Cliffhanger! Keeping Your Reader On The Edge Of Their Seat
A good thriller doesn’t just engage.
It squeezes like the coils of a supersized anaconda wrapped around the neck of an unsuspecting explorer, extracting every single last drop of tension as the chapters unfold.
The masters of the thriller genre toy with their readers like a cat plays with a mouse. They give you hope, then snatch it away. They shine a little light, then plunge the reader into the dark. They take you into an amusement park which seems like innocent fun, then strap you into the roller coaster ride to the firey pits of hell.
Your baddie needs depth, motivation and, often, redeeming features which make them almost likeable.
If the reader can put the book down, the author has failed.
Here are my top tips for creating a book that puts a reader on the edge of their seat.
Meeting the reluctant hero
Choose a really messed up moment to meet your hero. Make sure that they are juggling life’s problems to the max. In my book The Everest Files my hero Kami is struggling to escape from a fixed marriage. He is emotionally stressed, unsure of the future, trapped in a situation he can’t see a way out of. His family are poor, he’s living on the edge, anticipating a lifetime of unhappiness.
Give them a ray of hope
There must be hope. Hope of resolution. Hope of finding a better place emotionally. Even if it is the most slender chance of happiness, we need it to be a beacon throughout the story. It goes back to ‘what does the hero want and why do they want it?’ The reader must want the same thing that the protagonist wants. And with just as much passion and intensity!
A really good baddie
There’s an old writers’ saying that a book is only as strong as its antagonist and that feels so right. Your baddie needs depth, motivation and, often, redeeming features which make them almost likeable. Cartoon baddies don’t create tension because they are too predictable. Make your antagonist unpredictable and volatile… that keeps the story nice and edgy.
Make things bad for your hero, then make them worse, then make them even more terrible.
The ticking clock
This is a classic tactic to crank up the pressure. How many movies have you seen where the bomb counter is ticking down in the last minute of the movie (even though the ‘minute’ normally lasts about ten!)?

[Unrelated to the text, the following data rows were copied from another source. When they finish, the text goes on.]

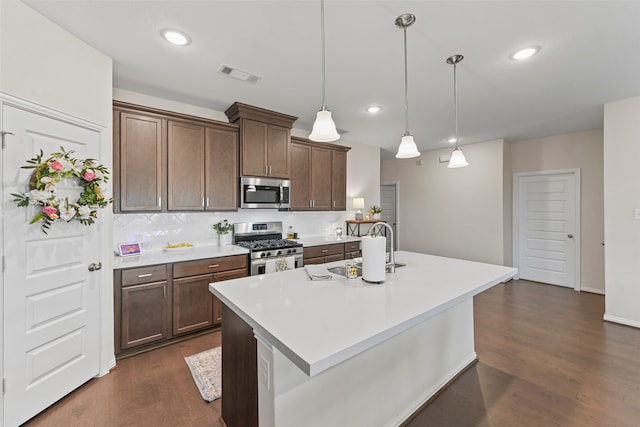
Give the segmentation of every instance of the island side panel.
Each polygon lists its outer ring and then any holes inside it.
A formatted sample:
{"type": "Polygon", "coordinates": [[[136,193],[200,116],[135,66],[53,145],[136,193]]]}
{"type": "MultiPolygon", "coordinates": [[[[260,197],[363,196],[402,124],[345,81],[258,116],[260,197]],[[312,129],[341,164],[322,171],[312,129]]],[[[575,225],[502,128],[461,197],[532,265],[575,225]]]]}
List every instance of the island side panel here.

Ticking clocks can be anything that pins the climactic scenes of the book to a specific event. The more unusual and bizarre they are, the better!
Make things bad for your hero, then make them worse, then make them even more terrible. When I do writing workshops the advice that is often most useful (particularly to writers creating taught, tense stories) are ‘suddenly things got worse!’
The reader wants a journey to the limit. The limit of terror, the limit of emotional stress, all wrapped up in a thrilling package of twists and turns.
Twist the knife
Twist endings are the very essence of a thrilling read. Don’t even start to write your thriller until you’ve planned what yours is!
How to surprise your reader at the final hurdle? Well a friend could betray your hero at the last moment. Or an enemy could suddenly decide to be an ally. Or the hero may surprise themselves with a long-forgotten skill or piece of knowledge to outwit an enemy. Withhold information, load the plot with revelations in the final scene and make sure you take the reader's breath away.
Above all… read! The techniques of the masters are out there, all you need is the courage to turn the page!